We used machine learning methods to predict long terminal repeats (LTR) of plant LTR retrotransposons and to classify LTR sequences into retrotransposon families. Our results show that the models used here recognized biologically relevant motifs, such as core promoter elements (TATA box), as well as development- and stress-related subclasses of TF binding sites. Our analysis also reinforced the importance of 5’- and 3’- edges in LTR identity.

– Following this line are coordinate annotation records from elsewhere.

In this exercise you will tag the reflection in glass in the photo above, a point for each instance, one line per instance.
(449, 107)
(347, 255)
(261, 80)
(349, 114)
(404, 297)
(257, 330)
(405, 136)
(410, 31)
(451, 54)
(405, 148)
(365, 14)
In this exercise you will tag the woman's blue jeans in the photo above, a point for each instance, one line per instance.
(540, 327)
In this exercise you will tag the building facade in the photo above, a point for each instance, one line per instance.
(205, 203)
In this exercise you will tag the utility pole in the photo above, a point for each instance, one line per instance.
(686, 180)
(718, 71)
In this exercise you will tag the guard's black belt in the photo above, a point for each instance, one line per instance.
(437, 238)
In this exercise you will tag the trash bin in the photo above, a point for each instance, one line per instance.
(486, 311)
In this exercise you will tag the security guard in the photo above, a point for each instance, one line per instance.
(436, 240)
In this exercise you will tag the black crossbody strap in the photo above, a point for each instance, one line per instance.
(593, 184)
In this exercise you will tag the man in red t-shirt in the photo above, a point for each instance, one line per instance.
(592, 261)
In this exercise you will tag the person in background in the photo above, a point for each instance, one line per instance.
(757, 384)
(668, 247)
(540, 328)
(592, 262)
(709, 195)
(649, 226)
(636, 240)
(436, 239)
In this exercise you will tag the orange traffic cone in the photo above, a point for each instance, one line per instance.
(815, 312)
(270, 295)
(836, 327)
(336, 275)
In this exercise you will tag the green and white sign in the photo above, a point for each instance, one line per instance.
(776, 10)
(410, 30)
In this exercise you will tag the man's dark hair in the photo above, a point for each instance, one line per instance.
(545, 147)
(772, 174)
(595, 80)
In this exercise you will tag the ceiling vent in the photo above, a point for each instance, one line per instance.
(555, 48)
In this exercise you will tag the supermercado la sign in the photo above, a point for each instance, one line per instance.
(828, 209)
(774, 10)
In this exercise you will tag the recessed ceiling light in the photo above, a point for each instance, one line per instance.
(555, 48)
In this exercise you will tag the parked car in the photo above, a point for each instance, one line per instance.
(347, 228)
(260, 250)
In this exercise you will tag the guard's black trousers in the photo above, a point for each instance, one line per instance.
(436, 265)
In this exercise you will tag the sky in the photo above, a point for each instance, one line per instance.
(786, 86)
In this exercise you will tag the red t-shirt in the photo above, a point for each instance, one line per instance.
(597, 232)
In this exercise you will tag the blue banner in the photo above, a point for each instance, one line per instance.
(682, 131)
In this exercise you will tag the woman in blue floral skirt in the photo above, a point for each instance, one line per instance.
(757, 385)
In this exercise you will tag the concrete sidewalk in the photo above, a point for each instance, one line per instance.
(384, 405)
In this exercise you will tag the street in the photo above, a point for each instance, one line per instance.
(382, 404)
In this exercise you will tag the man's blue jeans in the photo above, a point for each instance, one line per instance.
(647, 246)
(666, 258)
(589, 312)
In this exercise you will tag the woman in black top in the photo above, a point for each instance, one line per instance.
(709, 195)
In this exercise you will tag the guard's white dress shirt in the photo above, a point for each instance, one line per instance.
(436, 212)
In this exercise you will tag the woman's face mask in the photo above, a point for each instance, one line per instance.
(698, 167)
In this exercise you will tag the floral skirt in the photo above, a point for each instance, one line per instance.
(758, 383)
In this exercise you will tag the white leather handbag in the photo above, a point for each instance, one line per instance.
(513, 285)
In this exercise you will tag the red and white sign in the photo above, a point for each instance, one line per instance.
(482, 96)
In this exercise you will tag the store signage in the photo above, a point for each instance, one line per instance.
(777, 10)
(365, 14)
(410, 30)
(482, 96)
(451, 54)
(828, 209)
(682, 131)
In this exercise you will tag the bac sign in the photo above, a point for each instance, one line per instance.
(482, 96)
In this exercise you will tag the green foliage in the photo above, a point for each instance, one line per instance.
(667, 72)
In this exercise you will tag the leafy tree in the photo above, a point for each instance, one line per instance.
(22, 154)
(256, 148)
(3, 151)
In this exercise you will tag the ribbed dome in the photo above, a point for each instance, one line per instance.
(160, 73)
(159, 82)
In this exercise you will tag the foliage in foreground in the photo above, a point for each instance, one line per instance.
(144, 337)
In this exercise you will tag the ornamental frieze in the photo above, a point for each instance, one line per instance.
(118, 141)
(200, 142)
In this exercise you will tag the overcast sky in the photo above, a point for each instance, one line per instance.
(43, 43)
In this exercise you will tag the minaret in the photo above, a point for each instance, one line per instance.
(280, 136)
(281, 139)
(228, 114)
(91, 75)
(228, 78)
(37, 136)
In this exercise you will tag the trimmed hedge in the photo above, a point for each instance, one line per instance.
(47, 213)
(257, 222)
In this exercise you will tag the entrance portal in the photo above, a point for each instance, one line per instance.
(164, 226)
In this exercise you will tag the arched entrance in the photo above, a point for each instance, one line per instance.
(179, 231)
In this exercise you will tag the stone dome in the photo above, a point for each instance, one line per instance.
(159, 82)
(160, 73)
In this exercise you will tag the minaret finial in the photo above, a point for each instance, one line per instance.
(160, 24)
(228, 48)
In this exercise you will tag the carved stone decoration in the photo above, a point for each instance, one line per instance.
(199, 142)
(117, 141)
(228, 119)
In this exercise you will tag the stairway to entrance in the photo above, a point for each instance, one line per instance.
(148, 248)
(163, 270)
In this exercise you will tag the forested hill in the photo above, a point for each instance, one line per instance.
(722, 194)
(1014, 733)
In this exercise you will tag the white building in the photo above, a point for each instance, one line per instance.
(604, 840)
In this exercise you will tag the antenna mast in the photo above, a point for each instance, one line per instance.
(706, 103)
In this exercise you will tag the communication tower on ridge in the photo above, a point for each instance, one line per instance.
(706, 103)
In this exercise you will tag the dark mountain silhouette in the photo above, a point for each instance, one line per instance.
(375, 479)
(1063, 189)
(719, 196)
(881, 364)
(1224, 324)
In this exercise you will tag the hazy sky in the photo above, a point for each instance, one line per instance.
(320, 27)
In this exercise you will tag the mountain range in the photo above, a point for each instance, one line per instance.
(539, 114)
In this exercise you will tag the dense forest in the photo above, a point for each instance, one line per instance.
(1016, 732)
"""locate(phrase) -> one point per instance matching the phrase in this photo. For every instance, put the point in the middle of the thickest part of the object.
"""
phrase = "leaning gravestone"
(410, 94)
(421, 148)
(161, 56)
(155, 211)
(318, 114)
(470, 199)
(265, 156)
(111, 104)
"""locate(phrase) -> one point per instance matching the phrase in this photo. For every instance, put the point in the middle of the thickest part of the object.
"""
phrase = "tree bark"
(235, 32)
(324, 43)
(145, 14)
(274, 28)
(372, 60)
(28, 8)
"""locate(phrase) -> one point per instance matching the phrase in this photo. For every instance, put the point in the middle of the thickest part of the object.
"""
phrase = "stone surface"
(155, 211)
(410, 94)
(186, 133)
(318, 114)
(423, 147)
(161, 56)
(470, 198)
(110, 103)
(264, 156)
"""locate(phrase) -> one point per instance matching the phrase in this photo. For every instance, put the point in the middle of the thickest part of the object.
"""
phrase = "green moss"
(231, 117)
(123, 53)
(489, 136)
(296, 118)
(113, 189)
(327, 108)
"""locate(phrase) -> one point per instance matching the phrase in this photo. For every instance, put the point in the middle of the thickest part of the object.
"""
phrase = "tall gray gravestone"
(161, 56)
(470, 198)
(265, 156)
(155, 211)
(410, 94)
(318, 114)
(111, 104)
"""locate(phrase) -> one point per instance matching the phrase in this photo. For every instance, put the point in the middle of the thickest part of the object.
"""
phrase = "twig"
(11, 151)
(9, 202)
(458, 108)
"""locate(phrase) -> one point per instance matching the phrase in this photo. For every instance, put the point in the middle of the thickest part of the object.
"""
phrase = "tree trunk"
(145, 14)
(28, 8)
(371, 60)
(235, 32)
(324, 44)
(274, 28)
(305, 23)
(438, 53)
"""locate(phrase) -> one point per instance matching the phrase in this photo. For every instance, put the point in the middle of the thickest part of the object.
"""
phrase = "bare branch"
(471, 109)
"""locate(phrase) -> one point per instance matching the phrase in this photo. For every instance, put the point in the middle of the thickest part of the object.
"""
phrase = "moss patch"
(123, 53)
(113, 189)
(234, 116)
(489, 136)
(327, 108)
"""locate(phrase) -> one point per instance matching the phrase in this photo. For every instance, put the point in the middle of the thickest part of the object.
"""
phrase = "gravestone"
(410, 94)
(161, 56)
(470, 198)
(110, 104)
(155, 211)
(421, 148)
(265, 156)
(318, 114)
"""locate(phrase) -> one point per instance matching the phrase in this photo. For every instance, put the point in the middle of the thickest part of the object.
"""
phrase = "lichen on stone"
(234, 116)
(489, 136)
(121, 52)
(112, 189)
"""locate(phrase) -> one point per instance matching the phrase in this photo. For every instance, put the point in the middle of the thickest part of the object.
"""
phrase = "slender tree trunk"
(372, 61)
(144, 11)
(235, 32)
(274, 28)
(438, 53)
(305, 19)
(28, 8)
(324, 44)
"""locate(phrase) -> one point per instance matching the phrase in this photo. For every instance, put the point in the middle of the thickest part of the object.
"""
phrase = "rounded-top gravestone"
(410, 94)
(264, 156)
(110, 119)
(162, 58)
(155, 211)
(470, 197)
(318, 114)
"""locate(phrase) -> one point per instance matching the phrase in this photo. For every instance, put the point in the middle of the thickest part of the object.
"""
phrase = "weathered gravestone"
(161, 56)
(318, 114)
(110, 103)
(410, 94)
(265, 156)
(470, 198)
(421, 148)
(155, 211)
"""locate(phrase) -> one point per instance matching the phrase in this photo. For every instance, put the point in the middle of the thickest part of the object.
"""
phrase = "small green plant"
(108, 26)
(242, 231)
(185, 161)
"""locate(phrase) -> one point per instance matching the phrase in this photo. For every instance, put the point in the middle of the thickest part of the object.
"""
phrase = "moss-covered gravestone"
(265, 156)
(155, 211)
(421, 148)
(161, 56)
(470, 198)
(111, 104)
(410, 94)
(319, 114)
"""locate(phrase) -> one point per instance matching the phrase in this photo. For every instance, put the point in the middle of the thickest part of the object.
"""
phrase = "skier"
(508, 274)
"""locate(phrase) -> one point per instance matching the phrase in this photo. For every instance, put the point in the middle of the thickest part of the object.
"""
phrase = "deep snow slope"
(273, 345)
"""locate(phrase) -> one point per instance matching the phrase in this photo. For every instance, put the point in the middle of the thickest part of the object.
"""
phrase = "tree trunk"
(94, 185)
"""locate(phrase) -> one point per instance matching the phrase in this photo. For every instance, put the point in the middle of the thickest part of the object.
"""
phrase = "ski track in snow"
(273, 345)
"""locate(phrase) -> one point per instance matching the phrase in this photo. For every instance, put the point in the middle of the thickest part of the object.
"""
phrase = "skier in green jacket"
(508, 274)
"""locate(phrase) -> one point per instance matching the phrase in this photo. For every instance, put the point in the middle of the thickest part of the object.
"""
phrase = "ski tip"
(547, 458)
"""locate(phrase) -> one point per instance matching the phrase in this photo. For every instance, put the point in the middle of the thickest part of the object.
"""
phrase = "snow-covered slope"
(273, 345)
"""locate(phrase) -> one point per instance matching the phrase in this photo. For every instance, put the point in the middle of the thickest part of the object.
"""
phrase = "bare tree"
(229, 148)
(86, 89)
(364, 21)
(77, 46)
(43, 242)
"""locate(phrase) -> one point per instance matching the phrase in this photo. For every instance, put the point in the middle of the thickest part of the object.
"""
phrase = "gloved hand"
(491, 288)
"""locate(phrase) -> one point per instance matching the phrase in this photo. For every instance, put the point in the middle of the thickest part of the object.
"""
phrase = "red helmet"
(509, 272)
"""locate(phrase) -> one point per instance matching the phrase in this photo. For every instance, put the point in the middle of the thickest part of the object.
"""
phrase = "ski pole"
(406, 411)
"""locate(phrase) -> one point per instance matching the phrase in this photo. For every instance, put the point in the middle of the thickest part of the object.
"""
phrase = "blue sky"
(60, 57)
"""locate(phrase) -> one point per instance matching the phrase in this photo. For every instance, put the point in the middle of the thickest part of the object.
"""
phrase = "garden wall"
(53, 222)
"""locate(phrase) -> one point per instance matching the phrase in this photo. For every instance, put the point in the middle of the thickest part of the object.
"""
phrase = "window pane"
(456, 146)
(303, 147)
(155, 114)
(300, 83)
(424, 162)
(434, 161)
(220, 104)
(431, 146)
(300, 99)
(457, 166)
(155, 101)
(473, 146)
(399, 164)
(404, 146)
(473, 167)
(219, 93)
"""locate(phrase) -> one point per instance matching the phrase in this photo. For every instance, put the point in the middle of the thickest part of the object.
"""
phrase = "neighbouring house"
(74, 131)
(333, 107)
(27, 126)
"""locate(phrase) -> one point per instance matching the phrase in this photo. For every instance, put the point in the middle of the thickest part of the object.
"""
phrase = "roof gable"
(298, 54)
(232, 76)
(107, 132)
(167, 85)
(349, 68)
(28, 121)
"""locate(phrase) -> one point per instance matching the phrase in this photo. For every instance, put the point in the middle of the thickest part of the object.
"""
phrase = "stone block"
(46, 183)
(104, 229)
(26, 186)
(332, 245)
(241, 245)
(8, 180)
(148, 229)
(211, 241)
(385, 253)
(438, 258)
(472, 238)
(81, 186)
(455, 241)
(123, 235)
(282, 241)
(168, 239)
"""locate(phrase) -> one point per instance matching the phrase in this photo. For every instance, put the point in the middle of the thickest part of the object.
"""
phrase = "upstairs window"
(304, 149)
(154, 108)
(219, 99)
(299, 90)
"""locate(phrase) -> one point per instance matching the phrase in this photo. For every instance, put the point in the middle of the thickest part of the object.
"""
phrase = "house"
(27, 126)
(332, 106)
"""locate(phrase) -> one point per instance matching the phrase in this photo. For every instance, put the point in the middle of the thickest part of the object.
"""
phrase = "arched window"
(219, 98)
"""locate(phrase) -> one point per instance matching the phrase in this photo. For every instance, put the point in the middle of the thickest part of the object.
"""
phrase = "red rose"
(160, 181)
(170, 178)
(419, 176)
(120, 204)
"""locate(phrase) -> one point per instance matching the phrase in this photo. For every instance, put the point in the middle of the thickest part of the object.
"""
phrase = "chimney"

While our work is not the first to apply machine learning methods to LTR retrotransposon analysis, none of the previous studies analyzed LTRs in isolation as we did here. One of the earliest ML approaches, based on full-length TE sequences, was reported by [61] who used Random Forest-based models to detect and classify LTR retrotransposons into superfamilies, achieving average F1 values of 0.56. [62] trained a multi-layer perceptron model based on k-mers to classify full-length LTR TEs. The F1 scores on their data reached 0.95. This is a better performance than our deep learning models here at or above the superfamily level (0.73–0.85; Table 1), however it is also expected, since the internal parts of LTR TEs contain protein coding sequences that are more amenable to sequence alignment, as such form the basis of TE classification systems, and are generally easier to detect and cluster. Other previous works aimed at classifying LTR TEs as a class among other repeat classes used neural networks and hierarchical repeat sequence clustering [63, 64] to achieve precision of LTR-TE classification 0.88 and 0.94. These variances can be ascribed to different motivation. While we focused on model explainability and the associated detection of biological motifs in the analyzed LTR sequences, the other studies were mostly motivated by increasing the speed and/or precision of the classification tasks compared to possibly simpler but time-consuming procedures, such as sequence alignment. The use of isolated LTRs allowed us to focus on specific sequences that typically make up regulatory DNA, not only in LTRs but also in promoters and enhancers. Unlike the above approaches, we also carried out classification at the family level. While these models were the most difficult to analyze for explainability, and the least informative compared to the two higher levels, they still achieved a respectable F1 of 0.68–0.75.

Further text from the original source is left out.